10. Play--It will never be fun all the time, but if it is never fun any of the time, you won't stick with it. So figure out what would turn running (or any kind of training) into "recess" time for grownups. Is it running with your kid or a friend or a certain type of route or a playlist or running intervals or whatever? Training is recess. Go play.

Again, if you have suggestions for Jeanie or other folks wanting to get started this summer, put them in the comments.

Wednesday, June 03, 2009

You Might Be A Triathlete

If any of the following are true for you, then you might be a triathlete--indeed, you might be taking this triathlete thing a little bit too far.

1. If you have magic marker on your skin underneath your business attire, then you might be a triathlete. They are either left over race numbers that haven't yet worn off, or you are a toddler and your parents need to do some childproofing.

2. If your business colleagues ask if you "still ride your bike," and you just smile and say yes rather than explain the hours of swimming and running on top of the whole "ride your bike" jaunt that your colleagues imagine, then you might be a triathlete.
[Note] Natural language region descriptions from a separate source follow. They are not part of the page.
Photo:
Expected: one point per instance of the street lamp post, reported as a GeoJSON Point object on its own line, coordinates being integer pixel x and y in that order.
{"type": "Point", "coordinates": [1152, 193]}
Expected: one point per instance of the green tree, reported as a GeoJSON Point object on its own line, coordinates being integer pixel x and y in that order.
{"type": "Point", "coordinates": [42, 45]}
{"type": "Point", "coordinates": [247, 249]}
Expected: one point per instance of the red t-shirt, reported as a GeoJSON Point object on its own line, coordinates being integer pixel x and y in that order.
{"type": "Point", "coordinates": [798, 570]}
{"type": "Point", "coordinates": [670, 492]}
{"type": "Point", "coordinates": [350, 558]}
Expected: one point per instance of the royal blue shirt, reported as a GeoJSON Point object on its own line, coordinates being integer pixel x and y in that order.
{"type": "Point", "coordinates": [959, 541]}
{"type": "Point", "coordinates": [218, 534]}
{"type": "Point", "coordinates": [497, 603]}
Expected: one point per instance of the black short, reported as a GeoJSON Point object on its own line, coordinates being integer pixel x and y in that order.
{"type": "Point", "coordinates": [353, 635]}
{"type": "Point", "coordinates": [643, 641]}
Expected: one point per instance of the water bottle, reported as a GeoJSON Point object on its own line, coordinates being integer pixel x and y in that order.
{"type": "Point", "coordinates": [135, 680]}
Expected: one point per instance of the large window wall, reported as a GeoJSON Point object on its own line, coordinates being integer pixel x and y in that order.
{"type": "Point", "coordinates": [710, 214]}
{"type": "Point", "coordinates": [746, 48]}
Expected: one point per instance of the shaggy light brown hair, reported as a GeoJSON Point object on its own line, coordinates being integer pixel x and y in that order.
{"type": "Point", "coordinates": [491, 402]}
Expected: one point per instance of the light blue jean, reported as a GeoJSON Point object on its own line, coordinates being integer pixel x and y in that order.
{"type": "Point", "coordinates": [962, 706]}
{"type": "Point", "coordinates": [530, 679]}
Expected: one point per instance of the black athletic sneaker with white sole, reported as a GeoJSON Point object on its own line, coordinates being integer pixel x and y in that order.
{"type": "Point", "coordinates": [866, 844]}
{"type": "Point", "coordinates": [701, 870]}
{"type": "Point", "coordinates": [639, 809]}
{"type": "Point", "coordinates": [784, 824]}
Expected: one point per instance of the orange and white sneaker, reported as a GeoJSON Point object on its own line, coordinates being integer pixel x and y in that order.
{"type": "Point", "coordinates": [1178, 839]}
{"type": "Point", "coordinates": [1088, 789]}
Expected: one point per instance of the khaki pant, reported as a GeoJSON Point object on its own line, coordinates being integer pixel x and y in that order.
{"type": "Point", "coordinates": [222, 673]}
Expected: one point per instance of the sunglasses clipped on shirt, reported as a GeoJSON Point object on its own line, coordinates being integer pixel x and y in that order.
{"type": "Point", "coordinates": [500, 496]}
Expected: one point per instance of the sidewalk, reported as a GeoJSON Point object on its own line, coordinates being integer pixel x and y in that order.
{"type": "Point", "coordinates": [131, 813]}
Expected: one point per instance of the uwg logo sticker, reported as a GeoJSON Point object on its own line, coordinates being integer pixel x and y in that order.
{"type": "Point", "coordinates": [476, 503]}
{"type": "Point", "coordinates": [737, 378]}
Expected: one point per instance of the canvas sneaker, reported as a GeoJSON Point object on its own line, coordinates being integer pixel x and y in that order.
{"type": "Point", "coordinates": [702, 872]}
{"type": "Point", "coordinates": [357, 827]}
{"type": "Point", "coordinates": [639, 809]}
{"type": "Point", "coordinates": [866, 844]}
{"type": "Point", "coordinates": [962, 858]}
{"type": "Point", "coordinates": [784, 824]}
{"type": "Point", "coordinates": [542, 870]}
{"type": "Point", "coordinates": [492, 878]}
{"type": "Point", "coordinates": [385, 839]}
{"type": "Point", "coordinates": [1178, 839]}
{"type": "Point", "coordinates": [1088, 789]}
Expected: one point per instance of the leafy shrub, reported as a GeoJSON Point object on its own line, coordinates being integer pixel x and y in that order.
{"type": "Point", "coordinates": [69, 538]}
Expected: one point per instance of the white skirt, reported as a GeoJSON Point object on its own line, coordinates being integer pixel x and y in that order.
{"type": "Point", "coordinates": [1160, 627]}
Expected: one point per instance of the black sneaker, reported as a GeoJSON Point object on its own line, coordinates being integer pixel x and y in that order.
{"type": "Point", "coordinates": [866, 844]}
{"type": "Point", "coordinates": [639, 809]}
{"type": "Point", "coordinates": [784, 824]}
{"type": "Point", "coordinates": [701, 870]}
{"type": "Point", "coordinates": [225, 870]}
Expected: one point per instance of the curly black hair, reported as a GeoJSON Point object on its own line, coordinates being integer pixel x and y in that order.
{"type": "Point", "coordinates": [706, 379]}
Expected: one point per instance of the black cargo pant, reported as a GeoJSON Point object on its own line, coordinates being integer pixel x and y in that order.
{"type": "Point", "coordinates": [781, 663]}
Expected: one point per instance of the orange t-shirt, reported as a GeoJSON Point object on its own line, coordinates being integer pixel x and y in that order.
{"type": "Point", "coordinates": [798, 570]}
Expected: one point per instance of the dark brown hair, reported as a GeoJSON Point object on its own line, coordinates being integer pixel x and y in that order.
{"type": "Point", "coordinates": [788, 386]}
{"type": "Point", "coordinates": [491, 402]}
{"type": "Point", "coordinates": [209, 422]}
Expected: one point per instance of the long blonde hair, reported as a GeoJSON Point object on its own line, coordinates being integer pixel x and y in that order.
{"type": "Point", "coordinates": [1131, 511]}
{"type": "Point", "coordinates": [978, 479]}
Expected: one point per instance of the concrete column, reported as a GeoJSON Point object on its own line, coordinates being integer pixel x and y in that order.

3. If your mother-in-law, the Avon lady, gives you "Ironman" aftershave and cologne, then you might be a triathlete.

Thankfully, it does not actually smell like Ironman. I guess urine and B/O did not sell.

4. If you have to take a bike trainer, a wetsuit, a bike, four sets of workout clothes, a helmet, bike shoes, sunscreen and nutrition on a two day business trip, you might be a triathlete.

5. If you doubt whether a session adds to your fitness in the absence of Garmin data to upload to Training Peaks and share with your coach you might be a triathlete. For that matter, if you are over 40 and you have a coach at all, you might be a triathlete.

6. If you associate a massage with pain, you might be a triathlete.

7. If the word "base" does not conjure images of the National Passtime and "taper" makes you think of racing rather than candles or shapes, you might be a triathlete.

8. If you cannot stay awake in a darkened movie theater for two hours, you might be . . . a . . . z-z-z-z-z-z *snort*

9. If you start thinking on Monday about where you're going to ride on Saturday and who with, you might be a triathlete.

10. If you think neoprene is hawt, you might be a triathlete.

Feel free to add your own in the comments.